Die Triebzüge Alstom Coradia Continental gehören zur Fahrzeugfamilie modularer, vollständig niederfluriger elektrischer Nahverkehrs-Gliedertriebzüge Alstom Coradia LIREX (Abkürzung LIREX für Leichter, innovativer Regionalexpress[1]), des Herstellers Alstom Transport Deutschland, vormals Alstom LHB, Salzgitter.

Inhaltsverzeichnis

Entwicklung

Aus dem Konzept des auf radial einstellenden Einzelachsfahrwerken fahrende LIREX (DBAG-Baureihe 618) entstand durch Fortentwicklung eine Familie von vollständig niederflurigen Triebzügen mit konventionellen Enddrehgestellen und Jakobs-Drehgestellen zwischen den Mittelwagen. Dabei wurde zuerst die für den Betrieb in nordischen Ländern geeignete Unterfamilie Alstom Coradia Nordic entwickelt und später daraus die Unterfamilie Coradia Continental für den Betrieb in Mitteleuropa abgeleitet. Von den Coradia Nordic unterscheiden sich die Coradia Continental Fahrzeuge durch einen neuen, dem deutschen Umgrenzungsprofil angepassten Wagenkasten mit geraden Seitenwänden.

Technische Eigenschaften

Die Fahrzeuge tragen ihre technische Ausrüstung mit Ausnahme der Fahrmotoren auf dem Dach. Auf jedem Wagenkasten ist mittig eine Klimaanlage angeordnet, auf den Endwagen befinden sich zusätzlich Haupttransformatoren, Antriebsumrichter und Nebenbetriebeumrichter, sowie das Klimagerät für den Führerraum. Die Mittelwagen tragen den Stromabnehmer und den Kompressor. Die einzelnen Komponenten sind denen der Coradia Nordic ähnlich, werden aber entsprechend den Einsatzbedingungen angepasst.

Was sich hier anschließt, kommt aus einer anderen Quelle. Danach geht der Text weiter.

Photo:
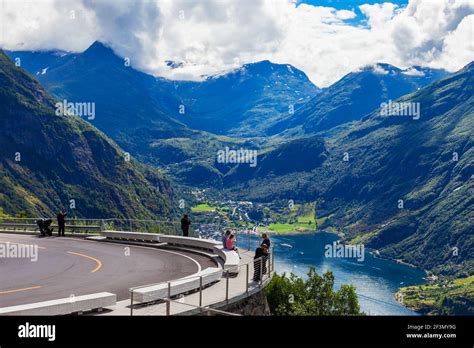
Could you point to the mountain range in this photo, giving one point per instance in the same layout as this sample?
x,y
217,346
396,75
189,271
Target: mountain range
x,y
401,185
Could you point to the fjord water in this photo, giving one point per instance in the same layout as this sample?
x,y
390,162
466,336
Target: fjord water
x,y
376,280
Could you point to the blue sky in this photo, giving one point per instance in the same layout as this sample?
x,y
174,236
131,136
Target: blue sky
x,y
211,37
348,4
360,19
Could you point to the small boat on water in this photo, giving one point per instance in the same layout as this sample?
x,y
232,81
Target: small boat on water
x,y
286,245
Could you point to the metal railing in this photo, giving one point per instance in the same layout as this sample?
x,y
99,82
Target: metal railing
x,y
128,225
253,276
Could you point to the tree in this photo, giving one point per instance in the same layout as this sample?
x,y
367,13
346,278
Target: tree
x,y
314,296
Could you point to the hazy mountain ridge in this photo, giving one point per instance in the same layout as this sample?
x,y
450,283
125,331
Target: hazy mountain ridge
x,y
64,158
392,158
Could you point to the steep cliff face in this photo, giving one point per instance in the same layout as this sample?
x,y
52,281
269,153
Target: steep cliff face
x,y
47,160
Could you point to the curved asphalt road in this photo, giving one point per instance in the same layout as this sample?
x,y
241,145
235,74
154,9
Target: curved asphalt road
x,y
69,266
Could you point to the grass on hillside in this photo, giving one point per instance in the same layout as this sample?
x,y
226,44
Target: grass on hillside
x,y
203,208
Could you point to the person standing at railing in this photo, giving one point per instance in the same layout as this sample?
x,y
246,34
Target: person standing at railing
x,y
266,240
260,253
61,223
185,222
225,237
230,244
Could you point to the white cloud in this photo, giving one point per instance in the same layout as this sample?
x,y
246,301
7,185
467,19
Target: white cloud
x,y
211,36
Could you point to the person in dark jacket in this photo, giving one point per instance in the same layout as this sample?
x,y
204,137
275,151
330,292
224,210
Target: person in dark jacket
x,y
61,222
225,237
185,222
258,263
266,240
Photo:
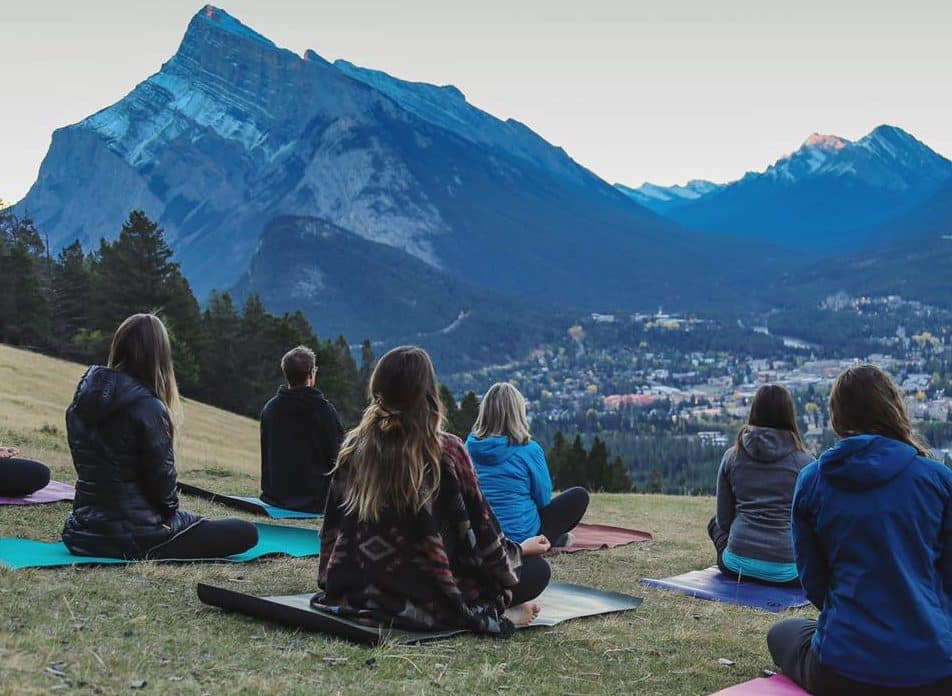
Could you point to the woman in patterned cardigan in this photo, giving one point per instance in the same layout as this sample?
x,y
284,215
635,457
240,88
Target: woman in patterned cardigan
x,y
408,539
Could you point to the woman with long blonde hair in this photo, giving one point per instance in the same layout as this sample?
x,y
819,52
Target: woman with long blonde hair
x,y
514,473
872,529
755,482
408,539
121,428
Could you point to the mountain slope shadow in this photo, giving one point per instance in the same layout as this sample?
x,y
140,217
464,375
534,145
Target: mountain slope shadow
x,y
346,284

Der Fahrzeugkopf kann mit Crashverzehrelementen ausgeführt werden; bis jetzt wurden aber nur Fahrzeuge ohne solche Elemente bestellt, um die Fahrzeuglänge zu verringern und Kosten zu sparen. Entsprechend den Kundenvorgaben sind auch die bei den Coradia Nordic vorhandenen seitlichen Führerstandstüren und ein zweiter PZB-Dateneinsteller entfallen.

Die Fahrzeuge sind zu mindestens 95 % recyclebar.

Varianten

Fünfteiliger Triebzug (440 201-2)

Der Coradia Continental wird in unterschiedlichen Längen angeboten. Dazu wird die Anzahl der Mittelwagen (Baureihe 441.x: mit Antriebsachsen, 841.x: nicht angetrieben) variiert und zusätzlich werden die Endwagen (Baureihe 440.x) in zwei verschiedenen Längen geliefert. Folgende Konfigurationen wurden bisher verkauft:

Wagennummern Anzahl
Wagen
Betreiber End-
wagen
Fahr-
motoren
440.0 – 441.0 – 441.5 – 440.5 4 DB kurz 8
440.1 – 441.1 – 441.6 – 440.6 4 BeNEX lang 8
440.2 – 441.2 – 841.2 – 441.7 – 440.7 5 DB, NWB kurz 8
440.3 – 441.3 – 440.8 3 DB, NWB kurz, lang 6
440.4 – 441.4 – 440.9 3 BeNEX lang 8

Bestellungen und Betrieb

Neben der DB Regio AG haben die NordWestBahn für die Regio-S-Bahn Bremen/Niedersachsen und die BeNEX für das E-Netz Regensburg Fahrzeuge bestellt.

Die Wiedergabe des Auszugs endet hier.